Palpebral ptosis was surgically treated at 3 and 7 years, with partial resolution.

A brain MRI did not reveal structural brain anomalies, echocardiogram and audiologic evaluations were normal.

Clinical evaluation at 8 years confirmed DD and absent speech for which he required speech therapy and the introduction of augmentative and alternative communication (AAC). He was also diagnosed with ADHD with autistiform traits characterized by repetitive movements and high anxiety levels. He attends primary school with support.
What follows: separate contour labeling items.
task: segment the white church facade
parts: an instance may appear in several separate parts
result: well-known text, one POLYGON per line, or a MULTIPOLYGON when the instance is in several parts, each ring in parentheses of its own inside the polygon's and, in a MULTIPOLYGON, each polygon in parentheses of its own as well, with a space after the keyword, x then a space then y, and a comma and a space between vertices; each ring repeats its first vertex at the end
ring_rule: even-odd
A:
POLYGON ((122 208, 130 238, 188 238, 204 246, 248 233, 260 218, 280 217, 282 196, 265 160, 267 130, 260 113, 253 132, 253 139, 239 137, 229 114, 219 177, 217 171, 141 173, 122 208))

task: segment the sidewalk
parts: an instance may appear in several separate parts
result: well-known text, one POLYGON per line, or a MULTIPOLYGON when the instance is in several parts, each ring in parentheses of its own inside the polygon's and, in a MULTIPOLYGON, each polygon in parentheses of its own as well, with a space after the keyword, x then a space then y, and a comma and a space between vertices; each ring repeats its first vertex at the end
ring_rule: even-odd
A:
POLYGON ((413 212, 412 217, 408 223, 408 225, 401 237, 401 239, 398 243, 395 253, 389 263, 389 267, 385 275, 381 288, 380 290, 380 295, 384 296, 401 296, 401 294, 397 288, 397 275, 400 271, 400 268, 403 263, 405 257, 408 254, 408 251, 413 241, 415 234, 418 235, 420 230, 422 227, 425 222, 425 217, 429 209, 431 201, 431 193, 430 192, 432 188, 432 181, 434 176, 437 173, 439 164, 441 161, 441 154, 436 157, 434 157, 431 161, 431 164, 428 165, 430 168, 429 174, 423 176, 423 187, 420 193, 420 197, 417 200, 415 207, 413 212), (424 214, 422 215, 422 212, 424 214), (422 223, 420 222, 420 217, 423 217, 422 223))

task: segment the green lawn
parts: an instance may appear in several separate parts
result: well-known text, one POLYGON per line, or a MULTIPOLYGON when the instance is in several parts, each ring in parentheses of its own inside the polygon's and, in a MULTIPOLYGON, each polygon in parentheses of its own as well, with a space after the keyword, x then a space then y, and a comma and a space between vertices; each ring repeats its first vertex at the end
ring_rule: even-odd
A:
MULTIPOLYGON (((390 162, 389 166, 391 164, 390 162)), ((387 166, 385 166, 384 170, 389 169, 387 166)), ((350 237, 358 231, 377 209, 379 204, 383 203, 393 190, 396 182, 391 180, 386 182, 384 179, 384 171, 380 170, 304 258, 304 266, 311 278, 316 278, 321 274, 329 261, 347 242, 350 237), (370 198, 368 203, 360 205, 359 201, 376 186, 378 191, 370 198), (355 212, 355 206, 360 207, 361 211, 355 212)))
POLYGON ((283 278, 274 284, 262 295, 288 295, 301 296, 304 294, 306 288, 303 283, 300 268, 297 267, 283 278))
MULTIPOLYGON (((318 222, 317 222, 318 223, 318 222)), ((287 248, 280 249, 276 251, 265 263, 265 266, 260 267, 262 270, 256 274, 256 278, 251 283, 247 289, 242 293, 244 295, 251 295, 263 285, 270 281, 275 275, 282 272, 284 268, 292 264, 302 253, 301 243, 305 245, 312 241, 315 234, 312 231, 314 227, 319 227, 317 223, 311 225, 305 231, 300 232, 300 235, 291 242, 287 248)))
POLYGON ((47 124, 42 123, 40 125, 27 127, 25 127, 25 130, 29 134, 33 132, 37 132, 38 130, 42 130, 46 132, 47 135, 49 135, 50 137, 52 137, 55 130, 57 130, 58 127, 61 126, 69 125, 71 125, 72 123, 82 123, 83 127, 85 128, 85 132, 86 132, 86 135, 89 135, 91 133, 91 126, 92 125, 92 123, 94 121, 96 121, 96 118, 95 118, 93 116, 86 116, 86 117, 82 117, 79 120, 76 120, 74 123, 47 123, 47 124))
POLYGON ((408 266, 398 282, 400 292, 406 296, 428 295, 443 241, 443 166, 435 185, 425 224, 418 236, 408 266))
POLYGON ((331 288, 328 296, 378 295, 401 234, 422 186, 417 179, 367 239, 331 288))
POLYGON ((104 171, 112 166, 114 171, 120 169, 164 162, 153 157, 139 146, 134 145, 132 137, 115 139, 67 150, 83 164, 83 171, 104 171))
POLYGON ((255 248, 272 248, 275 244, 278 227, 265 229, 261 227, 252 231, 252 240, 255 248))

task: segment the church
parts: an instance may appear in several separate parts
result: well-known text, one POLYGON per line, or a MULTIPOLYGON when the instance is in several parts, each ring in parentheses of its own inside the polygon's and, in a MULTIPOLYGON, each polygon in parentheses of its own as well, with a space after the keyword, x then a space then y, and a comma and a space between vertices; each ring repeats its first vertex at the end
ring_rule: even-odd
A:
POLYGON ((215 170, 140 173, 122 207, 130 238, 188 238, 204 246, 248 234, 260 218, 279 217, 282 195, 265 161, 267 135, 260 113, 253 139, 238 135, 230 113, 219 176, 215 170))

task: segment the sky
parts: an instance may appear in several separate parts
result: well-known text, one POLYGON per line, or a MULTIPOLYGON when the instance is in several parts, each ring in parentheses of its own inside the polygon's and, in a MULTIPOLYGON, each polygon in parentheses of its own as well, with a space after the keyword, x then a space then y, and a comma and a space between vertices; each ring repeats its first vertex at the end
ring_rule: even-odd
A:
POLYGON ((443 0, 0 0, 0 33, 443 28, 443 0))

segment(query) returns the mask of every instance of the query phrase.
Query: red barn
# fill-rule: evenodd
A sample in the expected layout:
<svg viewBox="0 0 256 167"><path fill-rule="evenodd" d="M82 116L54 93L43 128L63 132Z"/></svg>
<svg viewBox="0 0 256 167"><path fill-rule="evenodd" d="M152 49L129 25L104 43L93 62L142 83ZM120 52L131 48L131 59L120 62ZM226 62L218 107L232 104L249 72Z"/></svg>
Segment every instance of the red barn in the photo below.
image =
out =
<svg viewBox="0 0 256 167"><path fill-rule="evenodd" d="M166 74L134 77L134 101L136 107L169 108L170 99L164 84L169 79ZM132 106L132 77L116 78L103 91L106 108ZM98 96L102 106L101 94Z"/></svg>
At the last physical examination at the age of 8 years and 6 months, growth parameters were: weight 23 kg (12th centile, -1.18 SD), height 133 cm (69th centile, + 0.59 SD), and OFC 52.5 cm (54th centile, 0 SD). Dysmorphic features were confirmed, mild pectus excavatum with wide-paced nipples, pes planus, and mild constipation were recorded. He continues on presenting with an unusual happy demeanor with unprovoked laughing.

CMA analysis detected 5 microdeletions, involving chromosomes 2, 6, and 18:

arr[GRCh38] 2q37.1(230,834,026_230,861,014) × 1,2q37.3(237,414,009_238,552,715) × 1,6q27(164,870,831_165,833,376) × 1,6q27(166,036,017_166,385,898) × 1,18q12.3q21.1(44,767,804_48,427,129) × 1

The 18q12.3q21.1 microdeletion extends for 3.65 Mb and involves 16 OMIM genes, including SETBP1, which mapped at the proximal breakpoint of the region, resulting partially deleted.